Karena Belanda kesulitan menangkap Pangeran Diponegoro, maka pihak Belanda mengumpulkan bagi siapa saja yang bisa menangkap Pangeran Diponegoro akan diberikan hadiah 50.000 gulden, tanah, dan kedudukan, tetapi hal tersebut juga tidak membuahkan hasil.

Di tanggal 16 Februari 1830, pangeran Diponegoro bersedia menerima utusan dari pihak Belanda yaitu Kolonel cleerens.

Saat itu sudah menjelang bulan Romadhon sehingga Pangeran Diponegoro tidak bersedia mengadakan perundingan apapun di bulan suci.

Lanjut di tanggal 28 Maret 1830, pangeran Diponegoro menemui Jenderal de Kock di Magelang, didampingi oleh Basah Martonegoro, Kyai Badarudin, dan putranya bernama Anom.
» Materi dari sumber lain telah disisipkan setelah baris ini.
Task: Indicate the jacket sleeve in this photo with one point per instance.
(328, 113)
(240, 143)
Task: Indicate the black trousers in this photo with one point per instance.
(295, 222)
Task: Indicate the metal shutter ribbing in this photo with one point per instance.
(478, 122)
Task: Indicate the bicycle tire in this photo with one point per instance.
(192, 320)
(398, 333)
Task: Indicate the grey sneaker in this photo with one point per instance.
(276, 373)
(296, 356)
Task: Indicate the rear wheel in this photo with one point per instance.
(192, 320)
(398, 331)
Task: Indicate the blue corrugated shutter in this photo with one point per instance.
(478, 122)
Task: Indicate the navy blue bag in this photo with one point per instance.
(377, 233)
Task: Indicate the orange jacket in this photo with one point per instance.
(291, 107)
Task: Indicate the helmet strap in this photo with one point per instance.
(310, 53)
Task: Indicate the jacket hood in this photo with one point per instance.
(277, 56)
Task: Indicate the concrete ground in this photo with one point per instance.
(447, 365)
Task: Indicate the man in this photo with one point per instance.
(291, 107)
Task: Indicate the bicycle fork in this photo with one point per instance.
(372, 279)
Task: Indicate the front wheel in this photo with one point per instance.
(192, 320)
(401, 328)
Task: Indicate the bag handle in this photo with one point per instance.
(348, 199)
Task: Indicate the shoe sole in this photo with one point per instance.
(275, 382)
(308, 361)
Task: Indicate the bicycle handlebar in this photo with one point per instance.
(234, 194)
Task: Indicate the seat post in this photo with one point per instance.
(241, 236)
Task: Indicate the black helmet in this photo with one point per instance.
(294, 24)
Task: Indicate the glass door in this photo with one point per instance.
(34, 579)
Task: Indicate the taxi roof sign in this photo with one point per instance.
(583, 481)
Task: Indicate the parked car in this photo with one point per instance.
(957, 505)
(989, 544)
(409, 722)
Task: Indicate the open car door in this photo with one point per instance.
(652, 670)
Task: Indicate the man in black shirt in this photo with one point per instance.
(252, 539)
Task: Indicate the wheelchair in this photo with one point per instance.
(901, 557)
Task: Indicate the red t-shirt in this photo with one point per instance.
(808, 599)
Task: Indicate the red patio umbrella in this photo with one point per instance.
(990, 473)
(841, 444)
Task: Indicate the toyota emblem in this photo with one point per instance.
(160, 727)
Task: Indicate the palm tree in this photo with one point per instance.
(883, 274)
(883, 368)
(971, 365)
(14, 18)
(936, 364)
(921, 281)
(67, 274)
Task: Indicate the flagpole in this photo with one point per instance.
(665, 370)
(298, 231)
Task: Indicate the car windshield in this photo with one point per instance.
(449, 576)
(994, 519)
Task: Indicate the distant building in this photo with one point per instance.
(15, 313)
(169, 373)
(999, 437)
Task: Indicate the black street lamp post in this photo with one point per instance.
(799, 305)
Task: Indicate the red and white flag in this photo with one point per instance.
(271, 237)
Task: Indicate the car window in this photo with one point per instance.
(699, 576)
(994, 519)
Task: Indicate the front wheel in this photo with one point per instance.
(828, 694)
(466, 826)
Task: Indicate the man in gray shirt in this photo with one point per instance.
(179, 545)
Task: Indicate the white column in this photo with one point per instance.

Tetapi sangat disayangkan karena pada pertemuan ini Pangeran Diponegoro ditangkap kemudian dibawa ke Semarang lalu ke Jakarta dan dibuang ke Manado.

Di tahun 1834, Pangeran Diponegoro dipindahkan ke Benteng Rotterdam di Ujung Pandang dan selama 25 tahun Pangeran Diponegoro dikurung di sana.

Kisah perjuangan dari Pangeran Diponegoro ditulis dalam buku “Babad Diponegoro” yang ditulis dalam bahasa Jawa setebal 700 halaman.

Pada tanggal 8 Juni 1855, pangeran Diponegoro meninggal dan dimakamkan di ujung Pandang, kemudian pemerintah memberikan gelar penghormatan atas jasa-jasa perjuangan Pangeran Diponegoro sebagai pahlawan nasional Indonesia.

Baca Juga : 1001 Contoh-contoh Kata Sifat Dalam Bahasa Indonesia

Kesimpulan

Demikian penjelasan latar belakang perang diponegoro yang sangat berdedikasi untuk melawan penjajahan Belanda yang semana-mena.

Semoga penjelasan artikel latar belakang perang diponegoro ini bisa menambah rasa nasionalisme dan patriotisme anda semua para pembaca dengan mendalami sikap dan ketegasan yang dimiliki oleh Pangeran Diponegoro.

Terima kasih sudah membaca artikel latar belakang Pangeran Diponegoro kali ini dan sampai jumpa lagi di artikel berikutnya.